Política – Raimundo Noleto já foi vereador na década de 90 na cidade de Gurupi. A política também está no sangue da família.  Nas últimas eleições, também se colocou como candidato a vereador por Rio Branco, mas guarda algumas mágoas. “A gente entra com uma intenção, mas vê que tudo é diferente. Os políticos hoje não pensam muito nas pessoas, eles pensam em seus impérios. Mas gostaria de participar mais da política, até porque quando vim para o Acre, pedi para Deus que eu pudesse ser útil na família, na igreja e na sociedade também”, declara, afirmando sempre ter tido bom relacionamento com todos os políticos.
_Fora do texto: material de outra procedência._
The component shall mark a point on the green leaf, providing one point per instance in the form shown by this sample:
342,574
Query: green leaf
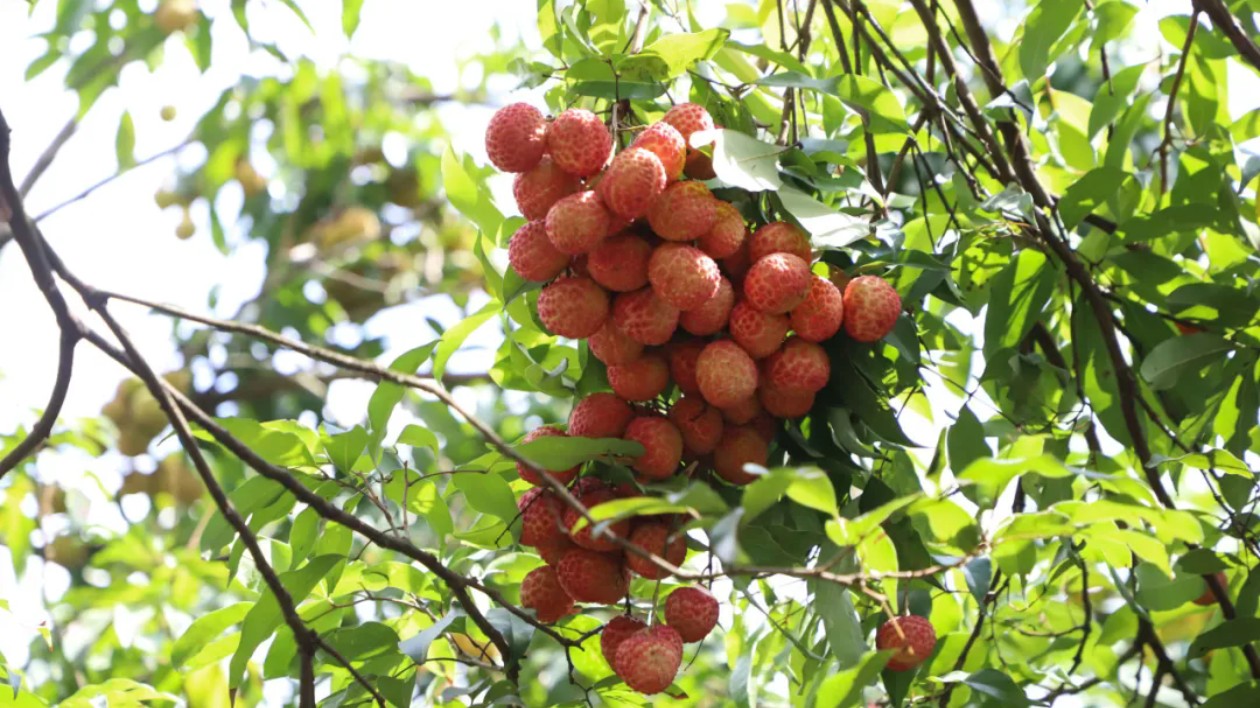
206,629
125,141
1182,357
1047,22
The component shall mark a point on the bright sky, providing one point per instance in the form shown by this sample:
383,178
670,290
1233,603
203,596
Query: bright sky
120,239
Expectativas – Raimundo diz que não é muito bom com as palavras de conselho, mas vê que hoje, com 14 milhões de desempregados no Brasil, é preciso que o trabalhador valorize as oportunidades que tem na vida e administre bem o que ganha. “As pessoas gastam mal, trabalham mal e isso acaba desmotivando. É preciso trabalhar para o seu próprio crescimento e saber que só vai crescer se for uma pessoa ousada”.


Para ele, mesmo que o mundo do comércio tenha mudado nas últimas décadas, o diferencial é e, sempre será, o material humano. “Tinha uma senhora que ia até seis vezes por dia ao nosso mercado. Certa vez perguntamos e ela disse que ia até lá tantas vezes porque gostava do ambiente, de ficar conversando. Lembro muito disso”.
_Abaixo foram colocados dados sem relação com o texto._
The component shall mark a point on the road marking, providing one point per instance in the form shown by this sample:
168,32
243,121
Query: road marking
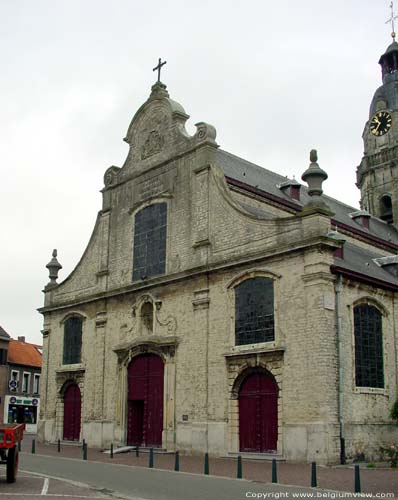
45,486
27,495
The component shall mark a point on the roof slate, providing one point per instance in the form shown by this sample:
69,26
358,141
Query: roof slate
267,181
356,259
4,334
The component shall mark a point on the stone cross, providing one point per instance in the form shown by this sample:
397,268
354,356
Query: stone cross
159,67
391,20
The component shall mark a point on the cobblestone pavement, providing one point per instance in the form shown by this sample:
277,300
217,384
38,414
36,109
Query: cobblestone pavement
29,486
338,478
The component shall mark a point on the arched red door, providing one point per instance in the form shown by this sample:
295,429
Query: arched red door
145,401
258,414
72,413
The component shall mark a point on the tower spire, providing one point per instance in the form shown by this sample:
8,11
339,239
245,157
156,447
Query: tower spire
391,20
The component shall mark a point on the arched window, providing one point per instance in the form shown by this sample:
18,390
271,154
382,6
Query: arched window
368,333
254,311
150,227
386,209
72,340
147,317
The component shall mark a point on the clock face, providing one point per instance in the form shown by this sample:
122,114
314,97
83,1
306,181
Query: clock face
380,123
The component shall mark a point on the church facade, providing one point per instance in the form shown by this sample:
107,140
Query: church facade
220,307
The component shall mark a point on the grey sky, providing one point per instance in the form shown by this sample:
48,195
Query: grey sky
276,79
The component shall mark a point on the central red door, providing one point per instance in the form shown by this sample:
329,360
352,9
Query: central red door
145,401
72,413
258,414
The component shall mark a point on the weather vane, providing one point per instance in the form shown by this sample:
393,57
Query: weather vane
159,67
391,20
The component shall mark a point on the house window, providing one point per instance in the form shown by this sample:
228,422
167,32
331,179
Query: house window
36,383
150,228
386,209
3,356
368,334
254,311
25,382
72,340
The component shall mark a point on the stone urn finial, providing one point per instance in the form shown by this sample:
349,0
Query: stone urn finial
314,176
53,267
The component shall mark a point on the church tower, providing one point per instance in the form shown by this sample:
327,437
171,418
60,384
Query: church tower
377,174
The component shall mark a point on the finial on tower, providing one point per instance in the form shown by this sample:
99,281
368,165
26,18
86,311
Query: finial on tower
391,20
314,177
53,267
159,67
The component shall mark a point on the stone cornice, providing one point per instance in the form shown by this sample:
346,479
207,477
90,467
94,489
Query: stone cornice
316,242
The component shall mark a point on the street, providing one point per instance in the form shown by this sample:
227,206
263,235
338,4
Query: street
137,483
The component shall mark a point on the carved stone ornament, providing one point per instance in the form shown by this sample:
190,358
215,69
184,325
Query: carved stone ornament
153,144
162,346
110,176
205,132
164,323
157,133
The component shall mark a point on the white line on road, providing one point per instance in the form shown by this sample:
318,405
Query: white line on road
28,495
45,486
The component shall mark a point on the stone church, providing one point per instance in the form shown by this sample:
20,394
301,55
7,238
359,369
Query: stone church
220,307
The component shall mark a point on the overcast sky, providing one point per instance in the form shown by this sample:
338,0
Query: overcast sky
276,79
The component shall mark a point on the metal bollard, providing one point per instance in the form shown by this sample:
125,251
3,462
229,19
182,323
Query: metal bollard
274,471
357,487
239,471
313,475
206,471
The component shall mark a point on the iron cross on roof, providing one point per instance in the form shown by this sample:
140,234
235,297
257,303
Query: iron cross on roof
391,20
159,67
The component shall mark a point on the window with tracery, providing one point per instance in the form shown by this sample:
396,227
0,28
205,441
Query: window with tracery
369,370
150,229
72,340
254,311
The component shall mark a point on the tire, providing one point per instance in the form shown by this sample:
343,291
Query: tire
12,465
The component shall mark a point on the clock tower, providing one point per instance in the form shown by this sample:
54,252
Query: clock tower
377,174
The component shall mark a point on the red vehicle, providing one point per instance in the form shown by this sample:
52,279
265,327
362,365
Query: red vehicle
10,436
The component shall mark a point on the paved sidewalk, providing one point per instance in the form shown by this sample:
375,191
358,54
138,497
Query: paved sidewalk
340,478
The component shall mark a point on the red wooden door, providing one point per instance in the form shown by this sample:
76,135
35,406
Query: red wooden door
258,414
72,413
145,401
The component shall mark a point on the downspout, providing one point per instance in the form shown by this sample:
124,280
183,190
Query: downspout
340,375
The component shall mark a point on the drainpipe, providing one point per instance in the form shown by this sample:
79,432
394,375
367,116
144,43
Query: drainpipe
340,410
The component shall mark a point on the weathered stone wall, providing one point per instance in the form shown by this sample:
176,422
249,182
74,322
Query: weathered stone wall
213,243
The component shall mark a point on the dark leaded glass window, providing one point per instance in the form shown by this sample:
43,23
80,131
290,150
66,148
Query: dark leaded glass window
368,347
254,311
3,356
72,340
150,241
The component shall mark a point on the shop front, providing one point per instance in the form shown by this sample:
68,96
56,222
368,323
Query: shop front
22,410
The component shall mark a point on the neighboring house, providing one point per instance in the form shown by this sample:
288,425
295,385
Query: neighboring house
4,341
220,307
22,402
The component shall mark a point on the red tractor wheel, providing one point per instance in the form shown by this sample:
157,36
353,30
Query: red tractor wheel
12,464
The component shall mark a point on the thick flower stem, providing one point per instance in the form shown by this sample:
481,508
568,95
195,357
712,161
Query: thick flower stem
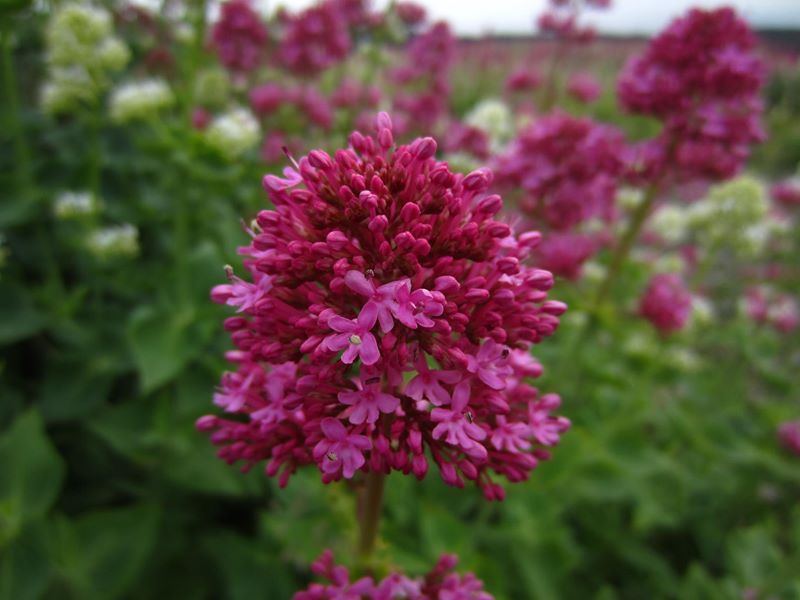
370,503
623,249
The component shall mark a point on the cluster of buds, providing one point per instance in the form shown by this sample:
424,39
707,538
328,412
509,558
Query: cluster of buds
440,584
568,169
666,303
388,318
702,79
82,55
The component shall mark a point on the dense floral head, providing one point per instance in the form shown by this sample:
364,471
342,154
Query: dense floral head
239,36
789,436
387,313
568,169
315,39
440,584
701,77
666,303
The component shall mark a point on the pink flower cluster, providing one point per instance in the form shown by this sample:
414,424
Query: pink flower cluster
440,584
666,303
701,77
789,436
315,39
765,306
239,36
387,313
568,169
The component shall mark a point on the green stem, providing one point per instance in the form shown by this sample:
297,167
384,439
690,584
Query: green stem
370,502
624,247
14,125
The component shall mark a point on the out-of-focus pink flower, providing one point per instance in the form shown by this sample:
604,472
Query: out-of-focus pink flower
789,436
568,169
701,77
441,583
315,39
563,254
380,252
666,303
584,87
787,193
239,36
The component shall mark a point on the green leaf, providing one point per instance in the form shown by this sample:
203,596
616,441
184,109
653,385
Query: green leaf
19,318
102,554
162,343
30,477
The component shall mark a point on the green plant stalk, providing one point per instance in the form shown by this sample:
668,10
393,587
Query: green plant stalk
623,249
14,125
370,503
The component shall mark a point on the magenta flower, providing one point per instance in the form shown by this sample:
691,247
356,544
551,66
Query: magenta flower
441,583
702,78
428,383
666,302
367,402
355,335
383,254
340,451
789,436
239,36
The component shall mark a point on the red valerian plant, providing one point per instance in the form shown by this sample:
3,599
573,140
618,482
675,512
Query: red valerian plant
386,313
239,36
701,77
440,583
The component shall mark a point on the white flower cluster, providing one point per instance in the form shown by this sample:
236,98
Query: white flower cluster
114,241
140,100
495,118
734,215
82,54
233,133
72,205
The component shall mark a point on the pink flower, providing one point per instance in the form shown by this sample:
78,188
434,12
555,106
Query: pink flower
340,451
381,234
666,303
489,364
428,383
355,335
789,436
367,402
440,583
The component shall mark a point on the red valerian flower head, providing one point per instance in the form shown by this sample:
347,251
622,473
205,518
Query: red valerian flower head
440,584
789,436
386,320
239,36
666,302
568,169
701,77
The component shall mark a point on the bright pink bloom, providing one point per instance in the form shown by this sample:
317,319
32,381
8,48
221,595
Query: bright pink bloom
584,87
239,36
789,436
440,583
666,302
702,78
355,335
383,254
340,451
568,169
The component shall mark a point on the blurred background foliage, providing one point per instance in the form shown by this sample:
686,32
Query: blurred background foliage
671,483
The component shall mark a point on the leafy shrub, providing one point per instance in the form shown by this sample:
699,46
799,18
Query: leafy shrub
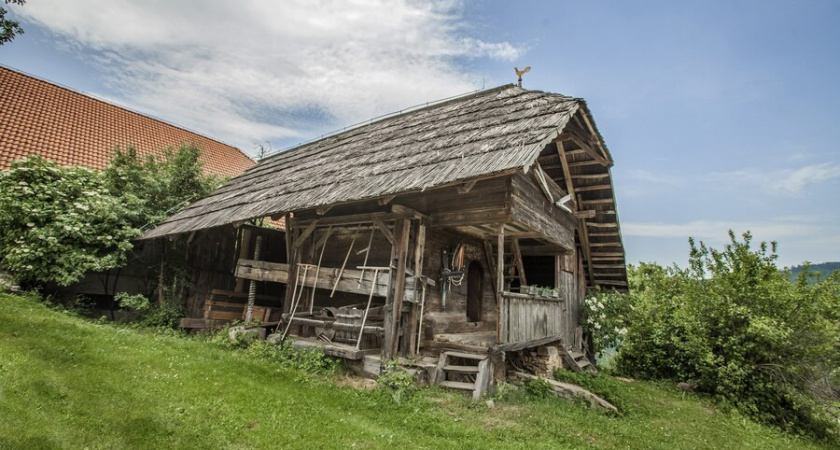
735,325
538,388
605,318
57,223
397,381
165,315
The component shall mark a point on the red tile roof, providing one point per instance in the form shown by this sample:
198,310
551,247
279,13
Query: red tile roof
70,128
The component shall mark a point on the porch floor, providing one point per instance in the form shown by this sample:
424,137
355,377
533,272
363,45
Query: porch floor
476,339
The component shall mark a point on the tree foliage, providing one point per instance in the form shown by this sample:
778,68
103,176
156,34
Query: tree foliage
58,223
735,325
9,28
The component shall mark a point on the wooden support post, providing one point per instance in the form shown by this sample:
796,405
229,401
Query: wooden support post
396,288
567,173
520,268
291,259
500,278
419,249
252,289
244,251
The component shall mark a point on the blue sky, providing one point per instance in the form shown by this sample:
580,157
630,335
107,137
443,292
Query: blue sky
718,114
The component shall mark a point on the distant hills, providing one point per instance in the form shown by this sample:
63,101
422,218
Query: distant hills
824,268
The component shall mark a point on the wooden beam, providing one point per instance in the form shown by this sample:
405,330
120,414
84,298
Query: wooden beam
567,173
602,225
595,138
385,231
491,268
514,346
299,241
419,253
597,187
597,201
591,176
587,214
397,291
382,201
520,269
465,187
500,277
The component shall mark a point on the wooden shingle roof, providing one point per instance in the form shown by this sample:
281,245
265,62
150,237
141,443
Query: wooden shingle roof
478,135
70,128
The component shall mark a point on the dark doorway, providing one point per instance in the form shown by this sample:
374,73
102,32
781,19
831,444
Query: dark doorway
475,291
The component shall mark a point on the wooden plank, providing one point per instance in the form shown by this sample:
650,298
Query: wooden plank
399,254
520,269
515,346
291,259
419,253
501,328
491,266
308,231
567,174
O sucesso da Villa Caldo já fez com que o produto que planta cana tivesse que aumentar seu canavial para suprir a demanda de seu Raimundo.  Com isso, mais empregos foram gerados nos últimos quatro anos. O produtor começou a vender cana com 5 hectares e hoje já possui quase 20.


“Eu gosto disso, de estar nesse negócio de proporcionar oportunidade de emprego para alguém, assim eu acho que estou cumprindo meu dever. Nossa riqueza é fomentar negócios. Na Casa dos Cereais, capacitei muitas pessoas e hoje muitos se tornaram empresários, donos de supermercados. Um rapaz que trabalhou conosco voltou para Tocantins e abriu um mercado grande”, ressalta.


Seu Raimundo ainda tem o sonho de ver um projeto instalado no país semelhante ao que ocorre em países asiáticos, onde o estado age para impedir o fechamento de empresas, principalmente as familiares. “O governo japonês tinha uma escola de administradores e gestores para quando uma empresa passasse por dificuldades, fosse um desses profissionais inseridos no estabelecimento para levantar aquela empresa. Assim, evitava que a empresa chegasse à falência”, comentou.


A duras penas, aprendeu que nem toda empresa familiar tem necessariamente um bom gestor e por isso a necessidade de se aprimorar na área. “Aprendi muito em minha caminhada como empresário no Acre e espero poder contribuir com muito mais”, conclui.